- Born: Hiron village, Kotalipara Upazila, Gopalganj District
- Died: 12 April 2017 Kashimpur Central Jail, Gazipur District, Bangladesh
- Organisation: Harkat-ul-Jihad al-Islami Bangladesh
- Criminal charges: Attempted murder (×2) Terrorism (×2) Murder (×1) Criminal conspiracy (×1) Unlawful possession of explosives (×1)
- Criminal penalty: Death by hanging
- Criminal status: Hanged
- Spouse: Jakia Parvin
- Children: 4 (2 sons, 2 daughters)
- Parents: Nur Islam Munshi (father); Rabeya Begum (mother);

= Mufti Abdul Hannan =

Bangladeshi terrorist

Mufti Abdul Hannan (আবদুল হান্নান; died 12 April 2017) was a Bangladeshi Islamist militant, convicted terrorist the former chief of Harkat-ul-Jihad al-Islami Bangladesh (HuJI-B), a banned extremist organization. He played a central role in orchestrating numerous terrorist attacks in Bangladesh between 1999 and 2005, resulting in the deaths of over 100 people. He was sentenced to death by hanging on charges of multiple crimes and executed on 12 April 2017.

== Militancy ==
Hannan is thought to have fought in the Afghan war against the Soviet Union. He trained in Peshawar, Pakistan and spent six months in a seminary in Uttar Pradesh, India. He was the chief of the Bangladeshi branch of Harkat-ul-Jihad al-Islami. He was arrested on 1 October 2005. The charges included, two counts of attempted murder and terrorism for the attempted assassination of Prime Minister Sheikh Hasina in 2000 and a grenade attack on British High Commissioner Anwar Choudhury at Shah Jalal Shrine in 2004. Two counts of murder and conspiracy to commit terrorism for the Ramna Batamul bombing during Bengali New Year in 2001, and a grenade attack on Awami League rally in 21 August 2004. He was also given the charge of unlawful possession of explosives for the bombing of Udichi cultural event at Jessore in 1999.

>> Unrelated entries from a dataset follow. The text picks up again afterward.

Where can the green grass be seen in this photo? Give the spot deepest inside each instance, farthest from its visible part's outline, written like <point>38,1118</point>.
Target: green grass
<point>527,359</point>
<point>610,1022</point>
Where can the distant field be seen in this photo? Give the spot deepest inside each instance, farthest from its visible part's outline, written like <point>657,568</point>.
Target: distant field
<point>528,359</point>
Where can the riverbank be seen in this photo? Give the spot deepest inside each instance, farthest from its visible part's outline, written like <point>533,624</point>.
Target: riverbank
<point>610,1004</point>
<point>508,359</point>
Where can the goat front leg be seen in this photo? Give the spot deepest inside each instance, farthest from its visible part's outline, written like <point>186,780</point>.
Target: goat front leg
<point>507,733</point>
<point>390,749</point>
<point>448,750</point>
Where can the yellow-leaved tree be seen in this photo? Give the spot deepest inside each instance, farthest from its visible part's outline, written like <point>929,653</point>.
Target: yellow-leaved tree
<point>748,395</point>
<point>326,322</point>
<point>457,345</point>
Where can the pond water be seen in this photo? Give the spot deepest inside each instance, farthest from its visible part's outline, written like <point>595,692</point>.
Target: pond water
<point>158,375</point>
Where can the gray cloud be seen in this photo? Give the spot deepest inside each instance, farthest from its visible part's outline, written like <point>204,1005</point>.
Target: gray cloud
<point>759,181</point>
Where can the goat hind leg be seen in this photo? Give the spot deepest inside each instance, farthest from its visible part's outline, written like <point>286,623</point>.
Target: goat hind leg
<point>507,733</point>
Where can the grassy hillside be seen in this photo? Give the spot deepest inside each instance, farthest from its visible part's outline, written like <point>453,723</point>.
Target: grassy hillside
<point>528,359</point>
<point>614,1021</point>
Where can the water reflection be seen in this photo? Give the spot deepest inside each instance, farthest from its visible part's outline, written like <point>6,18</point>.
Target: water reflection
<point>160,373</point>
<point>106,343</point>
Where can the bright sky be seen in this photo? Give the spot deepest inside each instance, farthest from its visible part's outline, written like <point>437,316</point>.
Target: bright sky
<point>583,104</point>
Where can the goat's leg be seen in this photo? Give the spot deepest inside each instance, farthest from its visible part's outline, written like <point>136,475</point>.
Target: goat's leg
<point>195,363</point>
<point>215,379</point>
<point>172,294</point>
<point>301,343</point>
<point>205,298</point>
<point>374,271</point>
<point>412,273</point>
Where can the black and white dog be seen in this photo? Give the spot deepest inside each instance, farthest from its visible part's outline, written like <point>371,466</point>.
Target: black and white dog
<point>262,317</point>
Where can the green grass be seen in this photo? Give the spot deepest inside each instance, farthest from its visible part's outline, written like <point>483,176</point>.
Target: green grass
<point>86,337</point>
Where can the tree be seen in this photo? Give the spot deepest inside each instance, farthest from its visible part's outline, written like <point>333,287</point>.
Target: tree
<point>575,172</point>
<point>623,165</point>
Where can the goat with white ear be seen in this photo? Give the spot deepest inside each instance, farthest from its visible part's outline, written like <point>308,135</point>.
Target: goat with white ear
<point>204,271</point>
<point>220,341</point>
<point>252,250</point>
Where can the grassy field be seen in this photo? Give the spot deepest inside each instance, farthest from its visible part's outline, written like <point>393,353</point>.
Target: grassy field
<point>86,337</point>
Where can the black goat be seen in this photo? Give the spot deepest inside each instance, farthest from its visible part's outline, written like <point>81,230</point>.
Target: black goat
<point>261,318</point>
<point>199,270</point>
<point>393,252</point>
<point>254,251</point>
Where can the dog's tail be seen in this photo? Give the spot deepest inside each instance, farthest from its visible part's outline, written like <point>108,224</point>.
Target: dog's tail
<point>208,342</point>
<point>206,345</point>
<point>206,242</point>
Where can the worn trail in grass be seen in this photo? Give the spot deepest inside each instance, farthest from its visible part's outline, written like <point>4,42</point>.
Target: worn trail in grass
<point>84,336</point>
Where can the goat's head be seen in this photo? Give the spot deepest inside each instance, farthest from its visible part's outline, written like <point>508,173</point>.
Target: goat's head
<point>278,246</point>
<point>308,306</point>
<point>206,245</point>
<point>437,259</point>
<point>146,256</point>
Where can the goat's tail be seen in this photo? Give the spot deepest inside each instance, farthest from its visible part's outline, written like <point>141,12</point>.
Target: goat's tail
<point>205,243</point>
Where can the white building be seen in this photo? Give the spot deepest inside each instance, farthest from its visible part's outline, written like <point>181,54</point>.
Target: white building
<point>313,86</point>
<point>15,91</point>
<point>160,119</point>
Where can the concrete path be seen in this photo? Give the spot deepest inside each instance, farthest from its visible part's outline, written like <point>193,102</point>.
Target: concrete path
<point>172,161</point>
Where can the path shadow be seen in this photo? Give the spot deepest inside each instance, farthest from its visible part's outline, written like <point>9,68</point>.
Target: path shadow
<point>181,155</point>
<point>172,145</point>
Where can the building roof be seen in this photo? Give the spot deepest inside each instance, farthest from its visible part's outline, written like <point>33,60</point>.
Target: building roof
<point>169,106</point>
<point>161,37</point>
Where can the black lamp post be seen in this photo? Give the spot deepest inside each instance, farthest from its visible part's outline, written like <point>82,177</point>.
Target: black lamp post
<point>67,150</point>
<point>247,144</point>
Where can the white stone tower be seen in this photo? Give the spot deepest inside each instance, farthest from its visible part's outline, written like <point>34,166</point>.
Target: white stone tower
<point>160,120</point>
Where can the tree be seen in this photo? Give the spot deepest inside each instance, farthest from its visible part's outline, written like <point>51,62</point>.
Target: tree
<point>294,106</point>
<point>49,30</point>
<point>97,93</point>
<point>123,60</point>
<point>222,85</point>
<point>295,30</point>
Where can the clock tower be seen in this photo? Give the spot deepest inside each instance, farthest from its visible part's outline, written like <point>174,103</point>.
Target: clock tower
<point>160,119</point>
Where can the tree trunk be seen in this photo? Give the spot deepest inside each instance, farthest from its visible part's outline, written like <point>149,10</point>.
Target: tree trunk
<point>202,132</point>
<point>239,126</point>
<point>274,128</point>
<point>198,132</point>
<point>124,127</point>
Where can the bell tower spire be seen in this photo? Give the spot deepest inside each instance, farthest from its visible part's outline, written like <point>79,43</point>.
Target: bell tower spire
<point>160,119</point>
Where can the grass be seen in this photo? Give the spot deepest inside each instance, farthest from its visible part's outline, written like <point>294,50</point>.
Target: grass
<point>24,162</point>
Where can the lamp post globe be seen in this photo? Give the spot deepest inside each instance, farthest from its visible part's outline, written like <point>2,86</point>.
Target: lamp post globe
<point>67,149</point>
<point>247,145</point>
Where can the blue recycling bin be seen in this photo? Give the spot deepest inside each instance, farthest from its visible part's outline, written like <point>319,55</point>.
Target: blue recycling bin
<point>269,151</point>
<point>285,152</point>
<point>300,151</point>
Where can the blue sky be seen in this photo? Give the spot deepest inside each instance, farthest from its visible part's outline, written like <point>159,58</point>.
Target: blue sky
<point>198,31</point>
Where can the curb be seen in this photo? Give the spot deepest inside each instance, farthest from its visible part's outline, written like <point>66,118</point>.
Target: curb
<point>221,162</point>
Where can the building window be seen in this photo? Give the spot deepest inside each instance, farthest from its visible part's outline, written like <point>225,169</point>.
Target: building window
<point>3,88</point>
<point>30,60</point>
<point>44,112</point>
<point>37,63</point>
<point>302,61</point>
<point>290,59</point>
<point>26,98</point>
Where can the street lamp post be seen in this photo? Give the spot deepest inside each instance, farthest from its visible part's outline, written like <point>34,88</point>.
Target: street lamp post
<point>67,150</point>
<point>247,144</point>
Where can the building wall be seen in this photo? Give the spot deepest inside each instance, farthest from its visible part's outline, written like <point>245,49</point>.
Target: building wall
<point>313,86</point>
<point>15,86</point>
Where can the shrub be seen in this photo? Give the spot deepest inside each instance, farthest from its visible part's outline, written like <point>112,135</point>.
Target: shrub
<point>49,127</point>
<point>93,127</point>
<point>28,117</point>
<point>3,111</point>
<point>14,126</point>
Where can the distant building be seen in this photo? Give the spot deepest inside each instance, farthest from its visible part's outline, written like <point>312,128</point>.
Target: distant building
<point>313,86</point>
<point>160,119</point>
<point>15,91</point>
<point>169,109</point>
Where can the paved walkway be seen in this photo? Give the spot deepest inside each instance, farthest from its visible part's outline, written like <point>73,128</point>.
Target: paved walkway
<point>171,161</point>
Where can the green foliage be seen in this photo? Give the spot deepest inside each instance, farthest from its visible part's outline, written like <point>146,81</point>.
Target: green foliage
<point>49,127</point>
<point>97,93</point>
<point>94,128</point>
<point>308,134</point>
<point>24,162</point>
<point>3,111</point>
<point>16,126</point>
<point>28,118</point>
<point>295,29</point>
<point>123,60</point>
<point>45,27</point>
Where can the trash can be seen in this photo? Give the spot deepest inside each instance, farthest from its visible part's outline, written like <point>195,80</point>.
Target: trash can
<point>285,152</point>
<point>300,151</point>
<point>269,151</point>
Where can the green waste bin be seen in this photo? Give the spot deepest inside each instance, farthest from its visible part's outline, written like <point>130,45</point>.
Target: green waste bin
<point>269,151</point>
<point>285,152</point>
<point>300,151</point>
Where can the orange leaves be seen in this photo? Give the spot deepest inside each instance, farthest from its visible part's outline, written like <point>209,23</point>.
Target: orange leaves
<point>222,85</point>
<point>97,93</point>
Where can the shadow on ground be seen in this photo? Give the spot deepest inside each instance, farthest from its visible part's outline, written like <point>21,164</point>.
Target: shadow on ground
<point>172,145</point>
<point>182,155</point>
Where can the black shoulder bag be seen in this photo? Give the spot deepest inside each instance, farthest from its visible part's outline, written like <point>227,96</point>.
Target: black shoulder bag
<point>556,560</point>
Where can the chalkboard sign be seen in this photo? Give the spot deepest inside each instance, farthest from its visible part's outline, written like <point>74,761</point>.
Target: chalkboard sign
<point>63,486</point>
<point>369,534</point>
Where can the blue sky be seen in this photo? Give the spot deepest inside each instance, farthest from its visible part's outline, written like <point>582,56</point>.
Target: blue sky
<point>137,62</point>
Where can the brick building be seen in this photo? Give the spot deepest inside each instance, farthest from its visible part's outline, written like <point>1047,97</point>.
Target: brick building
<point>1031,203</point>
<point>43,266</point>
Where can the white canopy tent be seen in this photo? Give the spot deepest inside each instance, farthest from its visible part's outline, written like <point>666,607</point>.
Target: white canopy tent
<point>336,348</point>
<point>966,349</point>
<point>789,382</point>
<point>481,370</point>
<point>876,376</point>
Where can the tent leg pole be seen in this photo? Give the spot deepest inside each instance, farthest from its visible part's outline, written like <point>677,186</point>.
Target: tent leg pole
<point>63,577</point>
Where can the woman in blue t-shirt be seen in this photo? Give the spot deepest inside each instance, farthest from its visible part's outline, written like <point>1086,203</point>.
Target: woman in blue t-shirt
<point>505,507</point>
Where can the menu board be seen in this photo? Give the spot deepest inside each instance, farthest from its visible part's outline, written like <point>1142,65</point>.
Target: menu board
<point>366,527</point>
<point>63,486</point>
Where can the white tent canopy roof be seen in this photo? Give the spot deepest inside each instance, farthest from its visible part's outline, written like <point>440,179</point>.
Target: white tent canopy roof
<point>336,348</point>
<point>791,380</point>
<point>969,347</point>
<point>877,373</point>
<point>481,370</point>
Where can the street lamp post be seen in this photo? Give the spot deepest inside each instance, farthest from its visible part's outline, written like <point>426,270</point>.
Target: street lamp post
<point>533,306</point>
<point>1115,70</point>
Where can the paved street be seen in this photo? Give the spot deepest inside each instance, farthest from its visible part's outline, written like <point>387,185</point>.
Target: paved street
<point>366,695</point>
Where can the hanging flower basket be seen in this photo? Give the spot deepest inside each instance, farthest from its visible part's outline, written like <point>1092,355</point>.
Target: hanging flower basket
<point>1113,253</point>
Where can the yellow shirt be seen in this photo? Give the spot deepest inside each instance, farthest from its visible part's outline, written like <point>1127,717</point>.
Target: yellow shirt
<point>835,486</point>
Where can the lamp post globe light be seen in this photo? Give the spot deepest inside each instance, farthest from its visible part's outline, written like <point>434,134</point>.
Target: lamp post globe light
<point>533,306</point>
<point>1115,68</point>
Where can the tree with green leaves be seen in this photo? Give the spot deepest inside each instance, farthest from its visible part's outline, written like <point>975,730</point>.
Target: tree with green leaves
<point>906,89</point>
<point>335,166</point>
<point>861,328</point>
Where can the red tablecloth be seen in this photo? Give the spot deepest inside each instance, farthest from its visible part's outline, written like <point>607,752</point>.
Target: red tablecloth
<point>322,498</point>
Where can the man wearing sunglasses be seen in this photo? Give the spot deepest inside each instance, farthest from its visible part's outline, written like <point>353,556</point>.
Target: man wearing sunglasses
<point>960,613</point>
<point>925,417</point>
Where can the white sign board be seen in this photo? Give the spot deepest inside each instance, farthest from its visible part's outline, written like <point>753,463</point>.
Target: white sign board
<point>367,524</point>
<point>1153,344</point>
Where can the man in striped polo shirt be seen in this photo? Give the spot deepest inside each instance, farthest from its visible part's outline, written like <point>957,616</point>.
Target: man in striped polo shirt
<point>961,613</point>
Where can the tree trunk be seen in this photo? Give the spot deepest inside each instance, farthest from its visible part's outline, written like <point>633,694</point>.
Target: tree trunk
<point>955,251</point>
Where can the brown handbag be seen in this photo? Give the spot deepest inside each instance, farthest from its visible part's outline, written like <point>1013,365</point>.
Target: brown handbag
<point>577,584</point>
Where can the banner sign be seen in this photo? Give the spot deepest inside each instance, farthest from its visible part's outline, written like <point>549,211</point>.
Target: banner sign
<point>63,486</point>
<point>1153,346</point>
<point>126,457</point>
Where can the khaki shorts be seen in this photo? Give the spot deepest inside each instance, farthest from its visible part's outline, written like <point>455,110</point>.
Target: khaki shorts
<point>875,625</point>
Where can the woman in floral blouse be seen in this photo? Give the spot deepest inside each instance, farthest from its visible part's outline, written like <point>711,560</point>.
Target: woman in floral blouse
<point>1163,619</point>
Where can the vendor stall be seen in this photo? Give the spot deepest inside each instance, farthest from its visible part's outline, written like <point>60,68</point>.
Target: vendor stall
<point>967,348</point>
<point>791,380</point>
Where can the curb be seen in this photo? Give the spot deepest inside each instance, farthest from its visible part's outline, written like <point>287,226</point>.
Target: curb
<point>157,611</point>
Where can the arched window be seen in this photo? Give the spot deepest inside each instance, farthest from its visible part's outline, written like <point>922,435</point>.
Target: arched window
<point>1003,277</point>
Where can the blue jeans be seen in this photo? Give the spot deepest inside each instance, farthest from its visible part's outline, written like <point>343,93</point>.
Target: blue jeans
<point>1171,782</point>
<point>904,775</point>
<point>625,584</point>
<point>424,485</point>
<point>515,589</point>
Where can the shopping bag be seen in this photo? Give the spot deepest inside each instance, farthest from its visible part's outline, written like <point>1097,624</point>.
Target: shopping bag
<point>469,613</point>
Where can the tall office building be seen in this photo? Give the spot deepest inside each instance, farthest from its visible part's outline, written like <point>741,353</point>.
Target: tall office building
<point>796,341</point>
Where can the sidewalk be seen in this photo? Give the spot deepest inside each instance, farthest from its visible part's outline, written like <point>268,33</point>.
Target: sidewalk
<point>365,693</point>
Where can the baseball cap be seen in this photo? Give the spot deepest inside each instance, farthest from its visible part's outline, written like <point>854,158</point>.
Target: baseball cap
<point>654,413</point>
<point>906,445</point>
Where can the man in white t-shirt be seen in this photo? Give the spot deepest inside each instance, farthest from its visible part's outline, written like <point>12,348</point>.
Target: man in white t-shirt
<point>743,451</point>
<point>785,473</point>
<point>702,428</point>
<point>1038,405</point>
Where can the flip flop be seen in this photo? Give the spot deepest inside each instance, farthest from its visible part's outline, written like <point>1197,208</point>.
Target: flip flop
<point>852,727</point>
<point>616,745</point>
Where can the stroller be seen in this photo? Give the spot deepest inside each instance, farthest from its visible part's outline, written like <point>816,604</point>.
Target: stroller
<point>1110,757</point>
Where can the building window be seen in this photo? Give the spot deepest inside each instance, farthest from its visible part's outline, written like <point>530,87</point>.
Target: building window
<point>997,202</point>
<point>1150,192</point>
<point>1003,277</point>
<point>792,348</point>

Hannan was sentenced to death on 23 December 2008, by the Sylhet Divisional Speedy Trial Tribunal for his role in the 2004 grenade attack on British High Commissioner in Sylhet. Additionally, on June 23, 2014, he received another death sentence from a Dhaka court for the 2001 Ramna Batamul bombing, which resulted in 10 deaths. Both sentences were upheld by higher courts.

== Death ==
Hannan was hanged at approximately 10:00 p.m. local time on 12 April 2017 in Kashimpur Prison for the attempt to kill the British High Commissioner through bombing the Shah Jalal Shrine.

==Militant activity==
- Planned the 1999 bombing of an Udichi Cultural event in Jessore Bangladesh. He admitted his role after his arrest and called the bombing a success.
- Involved in 2001 Ramna Batamul bombings. He was sentenced to death in 2014.
- Indicted in the 2001 bombing of Communist Party of Bangladesh rally.
- Involved in the attempt to kill the British High Commissioner through bombing the Shah jalal shrine. He was sentenced to death.
- Planned 21 August bombing at Awami League rally.